Da die Tracing-App durch ein Bundesorgan betrieben wird, ist hierfür eine gesetzliche Grundlage notwendig. Soweit besonders schützenswerte Personendaten (wie insbesondere die Information, dass sich jemand mit dem Coronavirus infiziert hat) betroffen sind, wird eine Regelung auf Gesetzesstufe verlangt.

In der Sommersession im Juni 2020 soll deshalb im Parlament die Schaffung einer entsprechenden Grundlage auf Gesetzesstufe beraten und verabschiedet werden. Unter gewissen Umständen kann aber der Bundesrat die Bearbeitung besonders schützenswerter Personendaten bereits vor Inkrafttreten des entsprechenden Gesetzes bewilligen.

Voraussetzung hierfür bildet unter anderem, dass vor dem Inkrafttreten des Gesetzes zwingend eine Testphase erforderlich ist, was vorliegend mit den technischen Neuerungen einer solchen App und der Evaluation von deren Auswirkungen begründet werden kann. Der EDÖB qualifiziert die Tracing-Verordnung als hinreichende gesetzliche Grundlage für die Durchführung des Pilotbetriebs.

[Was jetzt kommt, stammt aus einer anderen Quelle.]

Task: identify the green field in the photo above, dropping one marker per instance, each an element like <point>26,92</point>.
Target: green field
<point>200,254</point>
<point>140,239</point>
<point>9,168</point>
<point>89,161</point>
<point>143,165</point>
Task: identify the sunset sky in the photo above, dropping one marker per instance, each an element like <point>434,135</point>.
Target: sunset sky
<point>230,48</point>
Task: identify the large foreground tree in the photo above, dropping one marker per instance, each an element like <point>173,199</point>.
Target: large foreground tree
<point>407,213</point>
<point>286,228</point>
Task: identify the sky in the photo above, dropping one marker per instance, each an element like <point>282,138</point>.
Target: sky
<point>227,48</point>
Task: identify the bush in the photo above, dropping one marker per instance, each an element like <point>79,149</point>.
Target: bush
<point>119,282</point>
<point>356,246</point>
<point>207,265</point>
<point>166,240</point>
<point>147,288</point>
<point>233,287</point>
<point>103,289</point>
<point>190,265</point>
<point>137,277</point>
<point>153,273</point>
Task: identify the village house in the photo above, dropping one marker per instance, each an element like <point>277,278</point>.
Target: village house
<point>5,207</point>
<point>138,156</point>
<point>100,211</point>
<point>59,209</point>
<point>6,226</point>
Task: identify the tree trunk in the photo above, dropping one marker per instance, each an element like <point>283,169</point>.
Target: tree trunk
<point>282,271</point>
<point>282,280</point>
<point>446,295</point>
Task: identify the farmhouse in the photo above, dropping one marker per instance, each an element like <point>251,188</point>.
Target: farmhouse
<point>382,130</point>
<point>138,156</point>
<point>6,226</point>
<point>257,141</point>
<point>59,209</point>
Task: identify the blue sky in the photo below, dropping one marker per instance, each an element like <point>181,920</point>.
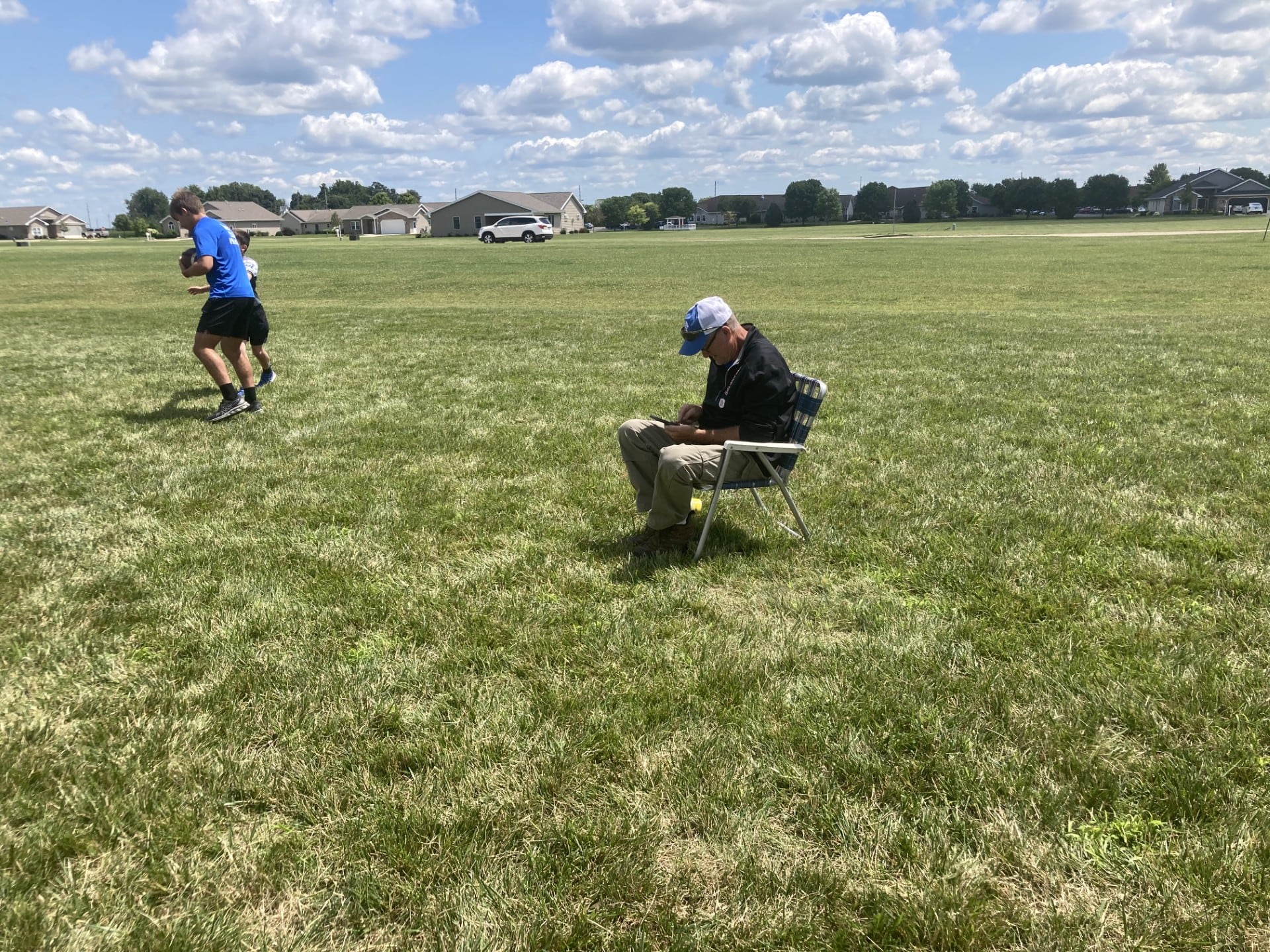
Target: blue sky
<point>618,95</point>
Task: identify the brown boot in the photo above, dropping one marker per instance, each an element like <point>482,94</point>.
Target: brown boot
<point>673,539</point>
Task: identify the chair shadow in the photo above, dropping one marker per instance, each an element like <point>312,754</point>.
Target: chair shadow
<point>724,539</point>
<point>173,409</point>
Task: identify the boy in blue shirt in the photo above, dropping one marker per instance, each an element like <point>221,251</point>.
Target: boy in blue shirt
<point>230,306</point>
<point>258,332</point>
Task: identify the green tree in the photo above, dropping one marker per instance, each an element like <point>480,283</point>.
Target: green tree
<point>148,204</point>
<point>677,202</point>
<point>1107,192</point>
<point>614,210</point>
<point>1244,172</point>
<point>1155,179</point>
<point>1031,194</point>
<point>1189,197</point>
<point>802,197</point>
<point>828,207</point>
<point>1064,197</point>
<point>941,200</point>
<point>743,206</point>
<point>244,192</point>
<point>873,202</point>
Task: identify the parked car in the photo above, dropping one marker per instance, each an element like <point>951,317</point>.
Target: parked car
<point>519,227</point>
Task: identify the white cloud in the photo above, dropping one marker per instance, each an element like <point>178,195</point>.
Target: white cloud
<point>966,120</point>
<point>603,143</point>
<point>222,127</point>
<point>1191,91</point>
<point>634,31</point>
<point>37,159</point>
<point>859,67</point>
<point>114,172</point>
<point>1067,16</point>
<point>1003,145</point>
<point>271,59</point>
<point>12,12</point>
<point>371,131</point>
<point>542,91</point>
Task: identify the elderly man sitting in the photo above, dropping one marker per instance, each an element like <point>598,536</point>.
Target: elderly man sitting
<point>749,395</point>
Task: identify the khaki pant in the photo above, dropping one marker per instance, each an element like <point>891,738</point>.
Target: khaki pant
<point>665,474</point>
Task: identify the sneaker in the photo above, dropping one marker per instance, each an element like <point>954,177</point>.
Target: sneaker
<point>228,409</point>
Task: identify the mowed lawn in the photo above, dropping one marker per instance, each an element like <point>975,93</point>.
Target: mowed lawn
<point>371,672</point>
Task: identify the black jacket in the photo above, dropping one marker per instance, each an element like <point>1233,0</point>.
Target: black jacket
<point>755,393</point>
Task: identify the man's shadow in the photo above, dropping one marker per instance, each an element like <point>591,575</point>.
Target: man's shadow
<point>173,409</point>
<point>724,539</point>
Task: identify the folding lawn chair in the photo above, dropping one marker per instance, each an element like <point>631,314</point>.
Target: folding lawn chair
<point>810,395</point>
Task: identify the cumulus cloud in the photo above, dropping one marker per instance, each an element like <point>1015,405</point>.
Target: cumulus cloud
<point>860,67</point>
<point>85,139</point>
<point>603,143</point>
<point>37,159</point>
<point>271,59</point>
<point>550,88</point>
<point>1185,92</point>
<point>12,12</point>
<point>635,31</point>
<point>371,131</point>
<point>966,120</point>
<point>1068,16</point>
<point>1003,145</point>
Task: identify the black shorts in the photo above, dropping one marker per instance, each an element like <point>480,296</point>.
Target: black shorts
<point>258,331</point>
<point>228,317</point>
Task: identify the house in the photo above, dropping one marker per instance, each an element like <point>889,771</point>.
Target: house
<point>470,214</point>
<point>248,216</point>
<point>1209,190</point>
<point>40,221</point>
<point>981,207</point>
<point>306,221</point>
<point>709,211</point>
<point>382,219</point>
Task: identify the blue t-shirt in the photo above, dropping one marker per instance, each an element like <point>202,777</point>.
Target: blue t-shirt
<point>228,277</point>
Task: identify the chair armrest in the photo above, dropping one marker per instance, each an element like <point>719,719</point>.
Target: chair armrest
<point>763,447</point>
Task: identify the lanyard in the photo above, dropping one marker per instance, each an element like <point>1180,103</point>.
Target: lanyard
<point>730,382</point>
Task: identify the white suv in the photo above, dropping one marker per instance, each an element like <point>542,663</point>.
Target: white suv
<point>517,227</point>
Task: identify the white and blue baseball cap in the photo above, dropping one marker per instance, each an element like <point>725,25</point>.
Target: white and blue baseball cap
<point>702,319</point>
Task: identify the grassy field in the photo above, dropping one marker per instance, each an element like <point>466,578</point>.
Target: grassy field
<point>370,672</point>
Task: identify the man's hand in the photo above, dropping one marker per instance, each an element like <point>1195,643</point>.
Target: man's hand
<point>690,413</point>
<point>681,432</point>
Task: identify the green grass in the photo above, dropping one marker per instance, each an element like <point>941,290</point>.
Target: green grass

2.2 Verhältnismässigkeit und Zweckbindung

Die Datenbearbeitung im Rahmen des Tracing-Systems ist zeitlich und umfangmässig auf das Mass zu beschränken, das für die Leistung eines signifikanten Beitrags zur Bewältigung der aktuellen Krise nötig ist. Die Tracing-Verordnung sieht dazu vor, dass keine Standortdaten erhoben werden, dass möglichst viele Daten dezentral auf den Geräten der Teilnehmer (d.h. nicht auf einem zentralen Server) gespeichert werden und dass die Aufbewahrungsdauer der Daten begrenzt ist.

Generell in Frage gestellt werden kann die Eignung der Tracing-App zur Zweckerreichung (und damit ihre Verhältnismässigkeit). Dies deshalb, weil die Tracing-App für einen effektiven Einsatz von einem signifikanten Teil der Bevölkerung installiert und aktiviert werden muss, weil die Betroffenen eine allfällige Infektion freiwillig in die App eingetragen müssen, und weil mit einer gewissen - schwer abzuschätzenden - Anzahl von "Fehlalarmen" zu rechnen ist.

Trotz dieser Vorbehalte erachtet der EDÖB das Tracing-System aktuell als geeignet, um (zumindest) einen Teilbetrag zur Verhinderung lebensbedrohender Ansteckungen zu leisten. Er behält sich in seiner Stellungnahme aber eine spätere Empfehlung an das Bundesamt für Gesundheit vor, auf die Aufnahme des Vollbetriebs oder dessen Fortführung zu verzichten, falls sich im Rahmen des Pilot- oder Vollbetriebs abzeichnen sollte, dass die Tracing-App die in sie gesetzten Erwartungen nicht erfüllen kann.

2.3 Privacy by Design

Die Vorgaben zur weitest möglichen Anonymisierung und zur dezentralen Datenspeicherung, die bezüglich der Erstellung der Tracing-App gemacht werden, stellen zudem ein gutes Beispiel dafür dar, wie Privacy by Design umgesetzt werden kann. Dieser in der EU-Datenschutzgrundverordnung und im aktuellen Entwurf des revidierten Schweizer Datenschutzgesetzes vorgesehene Grundsatz verlangt, dass der Datenschutz bei der Auswahl, Festlegung und Einrichtung der Systeme für eine Datenverarbeitung zu einem möglichst frühen Zeitpunkt berücksichtigt und in das "technische Setup" einbezogen wird.

3. Fazit

Soweit eine vollständige Anonymisierung der mit der Tracing-App bearbeiteten Daten erreicht wird - was gemäss Tracing-Verordnung angestrebt werden soll - müsste das Datenschutzrecht eigentlich nicht beachtet werden. Aber auch im Falle der Anwendbarkeit des Datenschutzrechts genügt gemäss EDÖB die Tracing-Verordnung vorerst - d.h. bis zur Inkraftsetzung eines entsprechenden Bundesgesetzes und für die Dauer des Pilotbetriebs - als gesetzliche Grundlage.

Das Tracing-System ist gemäss EDÖB aus datenschutzrechtlicher Sicht zulässig. Offen bleibt hingegen zum jetzigen Zeitpunkt, ob die Tracing-App künftig die in sie gesetzten Hoffnungen zur Bewältigung der Coronakrise wird erfüllen können.